Objectives: 1) determine prevalence, abundance, and intensity of helminth parasites in scaled quail from the Rolling Plains and Permian Basin and to document the pathological response of infected tissues, 2) correlate helminth parasite prevalence, abundance, intensity to host age, host sex, body weight, and estimates of scaled quail population density, 3) compare helminth parasite prevalence, abundance, and intensity of hunter collected scaled quail of the Rolling Plains and Permian Basin to South Texas hunter-collected scaled quail, and 4) create a database of helminth community ecology.

Seven helminth species were found. Cecal worms dominated numerically (95% of total) followed by eyeworms (4% of total). Assessment of the intraorbital glands found an immune response and atrophy in the Harderian glands sampled when eyeworms were present. Additionally, cecal villi of samples with cecal worms displayed an immune response. This study provides baseline information that will benefit parasitologists, biologists and managers in future helminth research and management.

Eyeworms (Oxyspirura petrowi) in Northern Bobwhites from South Texas and the Rolling Plains
Alan Fedynich, Caesar Kleberg Wildlife Research Institute, Texas A&M University – Kingsville

Objectives: Compare parasite prevalence and infection intensity between bobwhites in the South Texas and Rolling Plains.

Complete necropsies revealed 6 helminth (worm) species in South Texas and 8 in the Rolling Plains. Helminth infections were common with 85% of bobwhites from South Texas infected and 94% from the Rolling Plains infected. Noteworthy helminth species documented in both regions in Texas were the cecal worm, eyeworm, and proventricular worm.
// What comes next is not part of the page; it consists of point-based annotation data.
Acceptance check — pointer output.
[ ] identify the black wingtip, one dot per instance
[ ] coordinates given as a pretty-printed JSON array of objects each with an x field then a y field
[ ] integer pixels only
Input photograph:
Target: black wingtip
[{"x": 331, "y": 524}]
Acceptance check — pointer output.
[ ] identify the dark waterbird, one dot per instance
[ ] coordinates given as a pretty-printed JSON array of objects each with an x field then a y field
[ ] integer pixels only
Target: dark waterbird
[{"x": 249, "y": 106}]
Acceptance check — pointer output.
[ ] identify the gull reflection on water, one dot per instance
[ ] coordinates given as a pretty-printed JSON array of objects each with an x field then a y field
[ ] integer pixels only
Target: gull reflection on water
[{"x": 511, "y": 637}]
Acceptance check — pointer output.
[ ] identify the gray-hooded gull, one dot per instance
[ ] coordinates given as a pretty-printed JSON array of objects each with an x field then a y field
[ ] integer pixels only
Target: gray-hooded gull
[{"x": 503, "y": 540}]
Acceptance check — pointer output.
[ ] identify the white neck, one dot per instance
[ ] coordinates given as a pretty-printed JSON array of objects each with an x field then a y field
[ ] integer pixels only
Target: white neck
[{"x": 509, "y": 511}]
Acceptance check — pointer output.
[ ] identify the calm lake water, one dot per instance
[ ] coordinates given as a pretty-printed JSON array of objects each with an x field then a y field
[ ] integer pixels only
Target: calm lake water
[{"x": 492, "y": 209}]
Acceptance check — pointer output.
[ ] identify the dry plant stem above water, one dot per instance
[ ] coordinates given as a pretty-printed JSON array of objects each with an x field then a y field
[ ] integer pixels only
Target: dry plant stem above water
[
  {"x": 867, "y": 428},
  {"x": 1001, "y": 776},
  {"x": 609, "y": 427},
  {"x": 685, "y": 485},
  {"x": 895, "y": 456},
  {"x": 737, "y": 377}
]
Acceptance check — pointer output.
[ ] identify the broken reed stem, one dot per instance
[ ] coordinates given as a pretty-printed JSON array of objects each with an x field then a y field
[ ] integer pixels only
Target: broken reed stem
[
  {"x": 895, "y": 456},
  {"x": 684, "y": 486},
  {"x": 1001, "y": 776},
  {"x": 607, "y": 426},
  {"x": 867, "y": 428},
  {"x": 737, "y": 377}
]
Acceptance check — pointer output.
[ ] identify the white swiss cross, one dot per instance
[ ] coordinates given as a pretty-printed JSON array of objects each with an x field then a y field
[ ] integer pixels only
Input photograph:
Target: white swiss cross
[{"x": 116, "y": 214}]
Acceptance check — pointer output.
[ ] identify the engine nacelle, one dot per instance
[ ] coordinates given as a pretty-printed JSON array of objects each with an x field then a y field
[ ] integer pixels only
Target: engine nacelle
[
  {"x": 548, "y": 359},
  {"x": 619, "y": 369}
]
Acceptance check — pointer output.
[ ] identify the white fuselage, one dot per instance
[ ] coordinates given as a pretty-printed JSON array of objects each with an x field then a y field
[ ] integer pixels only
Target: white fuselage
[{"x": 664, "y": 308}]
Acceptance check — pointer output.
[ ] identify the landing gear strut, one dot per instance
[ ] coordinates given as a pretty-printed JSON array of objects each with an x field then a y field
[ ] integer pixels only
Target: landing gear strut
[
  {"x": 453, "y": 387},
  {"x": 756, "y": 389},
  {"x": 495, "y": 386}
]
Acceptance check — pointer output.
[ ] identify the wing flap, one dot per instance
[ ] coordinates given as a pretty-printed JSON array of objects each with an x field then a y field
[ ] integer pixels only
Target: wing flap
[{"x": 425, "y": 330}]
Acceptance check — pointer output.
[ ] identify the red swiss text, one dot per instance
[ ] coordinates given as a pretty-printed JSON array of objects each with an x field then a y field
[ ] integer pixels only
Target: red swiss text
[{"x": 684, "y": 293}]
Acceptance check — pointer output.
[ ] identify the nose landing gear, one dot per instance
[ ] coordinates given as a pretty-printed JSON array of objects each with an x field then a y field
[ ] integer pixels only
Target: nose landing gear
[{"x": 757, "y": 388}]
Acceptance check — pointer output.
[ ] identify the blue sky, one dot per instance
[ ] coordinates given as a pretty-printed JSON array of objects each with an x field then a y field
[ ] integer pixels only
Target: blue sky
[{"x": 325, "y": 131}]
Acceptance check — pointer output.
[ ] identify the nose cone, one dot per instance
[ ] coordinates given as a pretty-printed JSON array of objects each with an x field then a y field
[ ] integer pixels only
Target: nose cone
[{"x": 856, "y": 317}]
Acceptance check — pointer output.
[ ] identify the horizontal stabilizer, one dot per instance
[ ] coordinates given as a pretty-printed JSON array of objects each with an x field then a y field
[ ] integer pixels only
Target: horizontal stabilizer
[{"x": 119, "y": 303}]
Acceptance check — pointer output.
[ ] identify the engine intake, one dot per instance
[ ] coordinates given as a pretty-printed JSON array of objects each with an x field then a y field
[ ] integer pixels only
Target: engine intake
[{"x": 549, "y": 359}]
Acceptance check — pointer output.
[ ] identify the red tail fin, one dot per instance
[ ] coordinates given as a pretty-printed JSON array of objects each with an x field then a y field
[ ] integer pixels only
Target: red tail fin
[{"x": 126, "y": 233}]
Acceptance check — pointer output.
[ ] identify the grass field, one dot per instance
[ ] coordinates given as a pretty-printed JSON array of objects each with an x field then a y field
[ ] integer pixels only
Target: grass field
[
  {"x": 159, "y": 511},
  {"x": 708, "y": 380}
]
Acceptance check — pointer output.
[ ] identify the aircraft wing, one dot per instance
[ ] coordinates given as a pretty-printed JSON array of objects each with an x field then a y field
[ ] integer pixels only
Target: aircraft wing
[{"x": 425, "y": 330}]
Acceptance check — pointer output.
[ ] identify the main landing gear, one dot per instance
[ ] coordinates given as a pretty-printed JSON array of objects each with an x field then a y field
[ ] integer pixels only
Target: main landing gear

Cecal worms were prevalent (85% in South Texas; 91% in Rolling Plains) and abundant in both regions, although more prevalent in the Rolling Plains. Bobwhites were often infected with 100+ cecal worms. The pathogenicity of this parasite is unknown. Eyeworms were more prevalent in the Rolling Plains (66%) than South Texas (8%). Recent research indicates that eyeworm infections cause tissue damage to the surface of the eye and glands associated with the eye. Proventricular worms, a known pathogen of bobwhites, were more prevalent in the Rolling Plains (24%) than South Texas (5%). All of the helminth parasites encountered in both regions use intermediate hosts (e.g., insects) to complete their lifecycles. The regional differences in bobwhite helminth infections may be attributed to differences in habitat and subsequently insect abundance and species composition. Additionally, South Texas has a dynamic, harsh climate that may be less suitable for helminth parasites. Additional research is needed to determine the pathogenicity of eyeworms and cecal worms and to determine the intermediate hosts of these parasites.

Phase III Projects

Molecular Assessment of Parasitic Infection in Northern Bobwhite Quail Utilizing a Mobile Laboratory Platform
Ronald Kendall, The Institute of Environmental and Human Health, Texas Tech University

Objectives: 1) identify areas of high, medium, and low parasitic infection in quail populations in the Rolling Plains, 2) identify larvae presence in insect intermediate hosts relative to these areas, and 3) analyze seasonal variations affecting parasite activity in quail.

As technology has progressed, multiplex quantitative PCR (qPCR) has emerged as a widely accepted method to non-lethally assess humans and animals for parasitic infection.  It is a cost-effective and time-efficient technique to accurately detect parasite infection using fecal samples. A mobile research laboratory has been developed in congruence with this multiplex qPCR method to specifically test for these parasites’ eggs in bobwhite quail feces and test insect intermediate host for the infective larvae of these parasites.